Salma tidak bisa mengatur wajahnya menjadi datar, sudut bibirnya terus terangkat, matanya terus meyipit, giginya terlihat dan tangannya berusaha menutup cahaya matahari yang mengarah langsung pada wajahnya, terlihat jelas ia kepanasan, keringat sebesar biji jagung terus mengalir dari keningnya.
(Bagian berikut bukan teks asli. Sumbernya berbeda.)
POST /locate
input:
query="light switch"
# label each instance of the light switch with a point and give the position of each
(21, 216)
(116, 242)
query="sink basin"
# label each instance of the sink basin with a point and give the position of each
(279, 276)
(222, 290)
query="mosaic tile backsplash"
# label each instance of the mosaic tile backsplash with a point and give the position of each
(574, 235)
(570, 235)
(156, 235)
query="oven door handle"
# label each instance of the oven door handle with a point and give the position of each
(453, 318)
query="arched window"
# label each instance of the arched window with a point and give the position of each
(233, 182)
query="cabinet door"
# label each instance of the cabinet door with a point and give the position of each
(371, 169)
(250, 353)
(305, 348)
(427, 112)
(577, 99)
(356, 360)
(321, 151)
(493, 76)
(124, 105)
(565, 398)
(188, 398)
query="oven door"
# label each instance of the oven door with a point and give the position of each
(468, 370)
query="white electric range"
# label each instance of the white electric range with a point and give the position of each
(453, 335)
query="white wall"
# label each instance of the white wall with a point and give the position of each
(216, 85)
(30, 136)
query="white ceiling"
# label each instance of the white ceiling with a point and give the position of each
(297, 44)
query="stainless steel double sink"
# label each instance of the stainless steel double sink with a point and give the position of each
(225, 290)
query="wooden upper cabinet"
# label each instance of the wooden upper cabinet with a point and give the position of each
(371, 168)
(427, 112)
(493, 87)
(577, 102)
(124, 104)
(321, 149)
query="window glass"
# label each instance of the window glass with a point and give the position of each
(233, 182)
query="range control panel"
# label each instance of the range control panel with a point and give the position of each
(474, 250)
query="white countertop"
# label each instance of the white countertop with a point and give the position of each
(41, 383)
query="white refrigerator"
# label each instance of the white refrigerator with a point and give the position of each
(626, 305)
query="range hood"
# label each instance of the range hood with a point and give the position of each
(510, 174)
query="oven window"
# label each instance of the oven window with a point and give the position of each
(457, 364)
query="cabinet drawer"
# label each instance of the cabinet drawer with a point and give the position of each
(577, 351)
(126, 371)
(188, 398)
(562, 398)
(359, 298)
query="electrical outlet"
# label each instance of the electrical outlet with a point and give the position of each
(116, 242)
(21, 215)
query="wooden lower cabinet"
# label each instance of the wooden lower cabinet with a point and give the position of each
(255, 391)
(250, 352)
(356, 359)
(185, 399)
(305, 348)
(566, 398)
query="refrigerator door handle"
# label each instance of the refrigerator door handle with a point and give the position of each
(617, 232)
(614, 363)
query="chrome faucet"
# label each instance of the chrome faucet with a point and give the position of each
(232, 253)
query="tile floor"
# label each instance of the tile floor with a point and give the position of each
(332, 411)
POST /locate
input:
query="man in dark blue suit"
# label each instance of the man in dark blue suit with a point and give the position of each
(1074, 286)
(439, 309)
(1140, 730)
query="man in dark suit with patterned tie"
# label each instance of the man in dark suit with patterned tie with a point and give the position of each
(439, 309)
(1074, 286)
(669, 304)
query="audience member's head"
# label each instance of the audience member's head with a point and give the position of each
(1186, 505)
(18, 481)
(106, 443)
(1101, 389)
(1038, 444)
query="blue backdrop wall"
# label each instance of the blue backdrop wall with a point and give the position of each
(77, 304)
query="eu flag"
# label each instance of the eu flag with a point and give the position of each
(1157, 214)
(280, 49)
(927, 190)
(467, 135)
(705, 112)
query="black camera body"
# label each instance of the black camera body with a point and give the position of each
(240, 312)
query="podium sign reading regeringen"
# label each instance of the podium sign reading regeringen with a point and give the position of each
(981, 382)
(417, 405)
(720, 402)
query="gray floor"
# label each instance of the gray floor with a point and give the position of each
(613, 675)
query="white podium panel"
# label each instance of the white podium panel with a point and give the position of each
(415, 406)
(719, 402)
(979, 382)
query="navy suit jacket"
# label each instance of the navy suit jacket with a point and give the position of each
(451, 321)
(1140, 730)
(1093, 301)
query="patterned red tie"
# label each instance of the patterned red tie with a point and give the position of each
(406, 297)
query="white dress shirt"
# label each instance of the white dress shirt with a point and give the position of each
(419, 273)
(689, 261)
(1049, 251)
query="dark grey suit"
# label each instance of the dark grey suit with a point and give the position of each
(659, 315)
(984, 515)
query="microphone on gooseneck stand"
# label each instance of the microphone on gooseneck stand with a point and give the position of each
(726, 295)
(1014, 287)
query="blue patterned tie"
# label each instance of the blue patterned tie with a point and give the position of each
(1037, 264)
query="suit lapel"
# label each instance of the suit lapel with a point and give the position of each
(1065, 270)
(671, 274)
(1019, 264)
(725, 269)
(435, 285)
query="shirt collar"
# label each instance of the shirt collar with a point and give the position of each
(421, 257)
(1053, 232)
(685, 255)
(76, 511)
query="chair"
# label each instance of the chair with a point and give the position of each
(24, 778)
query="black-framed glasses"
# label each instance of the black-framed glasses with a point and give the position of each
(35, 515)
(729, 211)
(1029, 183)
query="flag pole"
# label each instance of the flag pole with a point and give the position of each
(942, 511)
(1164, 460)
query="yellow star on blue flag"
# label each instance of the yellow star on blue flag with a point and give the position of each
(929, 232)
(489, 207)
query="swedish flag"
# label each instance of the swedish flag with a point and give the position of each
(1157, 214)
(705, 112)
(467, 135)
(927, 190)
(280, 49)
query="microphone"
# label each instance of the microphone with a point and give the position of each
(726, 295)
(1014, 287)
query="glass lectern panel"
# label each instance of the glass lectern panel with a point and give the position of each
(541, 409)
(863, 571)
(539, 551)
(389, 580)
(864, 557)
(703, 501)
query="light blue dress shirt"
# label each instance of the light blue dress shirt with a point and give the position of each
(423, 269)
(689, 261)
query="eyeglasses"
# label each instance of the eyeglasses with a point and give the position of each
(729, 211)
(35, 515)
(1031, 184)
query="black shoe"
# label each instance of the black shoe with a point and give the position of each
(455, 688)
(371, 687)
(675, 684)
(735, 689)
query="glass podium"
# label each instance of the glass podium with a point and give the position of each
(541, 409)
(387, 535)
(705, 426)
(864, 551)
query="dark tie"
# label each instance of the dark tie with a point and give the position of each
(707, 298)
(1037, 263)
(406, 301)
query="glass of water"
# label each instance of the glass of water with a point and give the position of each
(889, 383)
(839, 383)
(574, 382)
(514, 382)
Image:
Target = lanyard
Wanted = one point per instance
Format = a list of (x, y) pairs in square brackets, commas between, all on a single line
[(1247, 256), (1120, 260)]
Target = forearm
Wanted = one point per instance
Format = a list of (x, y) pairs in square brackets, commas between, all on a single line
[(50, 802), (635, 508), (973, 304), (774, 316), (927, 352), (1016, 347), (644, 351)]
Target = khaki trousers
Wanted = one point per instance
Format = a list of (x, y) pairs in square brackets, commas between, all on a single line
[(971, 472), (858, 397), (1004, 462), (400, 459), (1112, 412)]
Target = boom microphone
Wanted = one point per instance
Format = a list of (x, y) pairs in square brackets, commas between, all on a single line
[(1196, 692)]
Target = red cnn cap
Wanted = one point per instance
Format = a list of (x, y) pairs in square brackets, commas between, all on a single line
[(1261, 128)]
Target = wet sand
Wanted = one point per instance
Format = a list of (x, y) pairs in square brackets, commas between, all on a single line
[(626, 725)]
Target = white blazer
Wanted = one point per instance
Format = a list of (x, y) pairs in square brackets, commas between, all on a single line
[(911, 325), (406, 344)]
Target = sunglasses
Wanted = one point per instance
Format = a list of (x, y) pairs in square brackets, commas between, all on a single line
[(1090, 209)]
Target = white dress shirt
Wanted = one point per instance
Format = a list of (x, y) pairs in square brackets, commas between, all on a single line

Saat sedang meraskan panas yang begitu menyengat, Seorang siswa bertubuh lebih tinggi daripadanya berdiri dihadapannya, tiba – tiba ia merasa teduh, siswa itu menutupinya dari paparan sinar matahari yang mengarah langsung padanya. Ia tatap atribut nametag yang tertera didepan dadanya.

Adimas Candra.

Namanya Adimas Candra, siswa yang berdiri dihadapannya dan membuat dirinya menjadi tempat berteduh paling nyaman.

"Udah ga kepanasan?" tanya Dimas.

Salma hanya tersenyum simpul padanya, pandangannya penuh dengan kecanggungan kala itu, siapa sangka ada seseorang yang mau menjadikan dirinya sebagai pohon beringin untuk membuat orang lain berteduh dibawahnya.

Belum sempat menjawab Dimas, seorang senior sudah mengomel dari ujung sana.

"Semuanya baris sesuai kelompok!" seru seorang senior Osis dari ujung sana, semua siswa pun menjadi gaduh, takut pada suara yang membentak mereka semua.

Disaat semua orang pergi berbaris agar tidak kena semprot oleh Osis, seorang Adimas masih berdiri ditempatnya ia tidak kemana – mana, masih betah menjadi pohon bringin untuk Salma.